The winning submissions, alongside work by the 2024 Award judges, are published in an anthology which can be purchased from Creative Future.
The additional judges were prize partners Joey Connolly (Faber Academy), Tessa Foley (Poetry School), Jennifer Kerslake (Curtis Brown Creative), and Aki Schilz (The Literary Consultancy.)
An Awards Ceremony featuring the winning writers and head judges will take place at the Southbank Centre’s London Literature Festival on Saturday 26th October at 7.30pm. Tickets are available from the Southbank Centre website, and the event will also be livestreamed.
Creative Future will host its popular FREE Writers’ Day on Sunday 27th, at the Southbank Centre and live streamed where writers, publishers, and literary professionals will share tips and initiatives in a day of talks and panel events. For more information, please see Creative Future Writers' Day – Southbank Centre.
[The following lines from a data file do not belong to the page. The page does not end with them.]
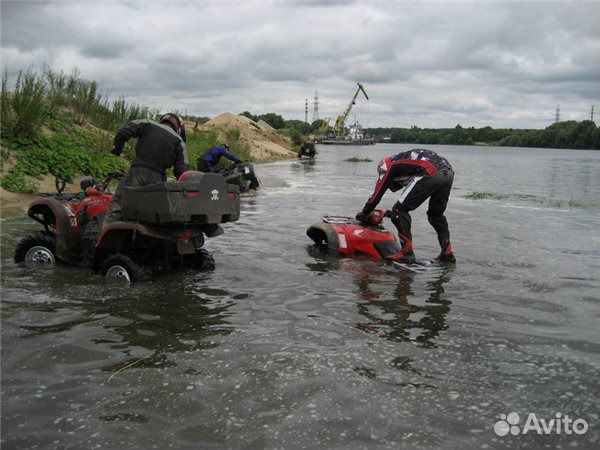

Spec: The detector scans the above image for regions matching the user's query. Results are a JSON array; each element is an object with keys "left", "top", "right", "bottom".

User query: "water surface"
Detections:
[{"left": 1, "top": 145, "right": 600, "bottom": 449}]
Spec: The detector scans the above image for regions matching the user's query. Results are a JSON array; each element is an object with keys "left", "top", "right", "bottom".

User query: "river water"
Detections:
[{"left": 1, "top": 144, "right": 600, "bottom": 450}]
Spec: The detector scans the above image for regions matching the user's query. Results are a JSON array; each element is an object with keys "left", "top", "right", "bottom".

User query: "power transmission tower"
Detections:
[{"left": 304, "top": 98, "right": 308, "bottom": 123}]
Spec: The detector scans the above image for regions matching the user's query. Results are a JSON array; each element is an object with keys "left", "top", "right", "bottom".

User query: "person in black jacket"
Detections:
[
  {"left": 356, "top": 149, "right": 456, "bottom": 264},
  {"left": 104, "top": 113, "right": 188, "bottom": 225}
]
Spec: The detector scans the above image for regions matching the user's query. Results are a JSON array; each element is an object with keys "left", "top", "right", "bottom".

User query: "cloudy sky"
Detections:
[{"left": 1, "top": 0, "right": 600, "bottom": 128}]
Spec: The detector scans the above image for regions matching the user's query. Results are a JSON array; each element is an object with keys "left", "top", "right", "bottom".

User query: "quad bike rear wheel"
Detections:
[
  {"left": 100, "top": 253, "right": 150, "bottom": 283},
  {"left": 15, "top": 231, "right": 56, "bottom": 267}
]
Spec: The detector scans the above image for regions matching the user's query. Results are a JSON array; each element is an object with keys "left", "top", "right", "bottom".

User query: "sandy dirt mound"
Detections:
[{"left": 199, "top": 113, "right": 296, "bottom": 162}]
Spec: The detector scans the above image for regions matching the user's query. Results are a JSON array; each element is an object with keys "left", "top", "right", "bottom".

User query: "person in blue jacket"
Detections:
[{"left": 197, "top": 144, "right": 242, "bottom": 172}]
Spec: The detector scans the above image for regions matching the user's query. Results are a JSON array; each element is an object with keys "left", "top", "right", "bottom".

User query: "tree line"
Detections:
[{"left": 365, "top": 120, "right": 600, "bottom": 150}]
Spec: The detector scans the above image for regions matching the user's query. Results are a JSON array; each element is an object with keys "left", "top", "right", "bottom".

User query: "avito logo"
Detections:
[{"left": 494, "top": 412, "right": 588, "bottom": 436}]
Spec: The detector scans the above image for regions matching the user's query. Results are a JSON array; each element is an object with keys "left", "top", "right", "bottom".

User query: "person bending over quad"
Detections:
[
  {"left": 104, "top": 113, "right": 188, "bottom": 225},
  {"left": 298, "top": 138, "right": 316, "bottom": 158},
  {"left": 356, "top": 149, "right": 456, "bottom": 264},
  {"left": 197, "top": 144, "right": 242, "bottom": 173}
]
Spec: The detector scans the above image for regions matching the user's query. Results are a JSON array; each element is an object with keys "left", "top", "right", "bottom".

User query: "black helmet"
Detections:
[
  {"left": 159, "top": 113, "right": 185, "bottom": 142},
  {"left": 79, "top": 175, "right": 100, "bottom": 192}
]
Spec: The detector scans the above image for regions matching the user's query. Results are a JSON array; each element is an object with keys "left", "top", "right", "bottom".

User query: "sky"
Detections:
[{"left": 0, "top": 0, "right": 600, "bottom": 128}]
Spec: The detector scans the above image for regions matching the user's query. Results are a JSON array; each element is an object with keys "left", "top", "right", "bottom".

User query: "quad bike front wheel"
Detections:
[
  {"left": 187, "top": 248, "right": 215, "bottom": 272},
  {"left": 15, "top": 231, "right": 56, "bottom": 267},
  {"left": 100, "top": 254, "right": 150, "bottom": 283}
]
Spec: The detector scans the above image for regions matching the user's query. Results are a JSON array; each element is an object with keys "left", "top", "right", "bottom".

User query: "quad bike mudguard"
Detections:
[{"left": 27, "top": 198, "right": 80, "bottom": 259}]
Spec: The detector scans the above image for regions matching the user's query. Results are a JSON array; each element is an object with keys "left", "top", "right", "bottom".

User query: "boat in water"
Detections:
[{"left": 320, "top": 120, "right": 375, "bottom": 145}]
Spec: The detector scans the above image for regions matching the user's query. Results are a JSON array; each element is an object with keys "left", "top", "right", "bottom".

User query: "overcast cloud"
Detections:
[{"left": 1, "top": 0, "right": 600, "bottom": 128}]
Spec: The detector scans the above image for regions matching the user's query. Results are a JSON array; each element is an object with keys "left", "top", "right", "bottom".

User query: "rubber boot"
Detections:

Alongside the £23,000 worth of cash and top writing development prizes supplied by prominent publishers, authors and development agencies, the winners are offered training, mentoring and support. Since the Awards inception, Creative Future has stayed in regular contact with all previous award winners, creating supportive, nurturing relationships which enable under-represented writers to thrive, build on the confidence garnered as a result of their award, and develop their careers.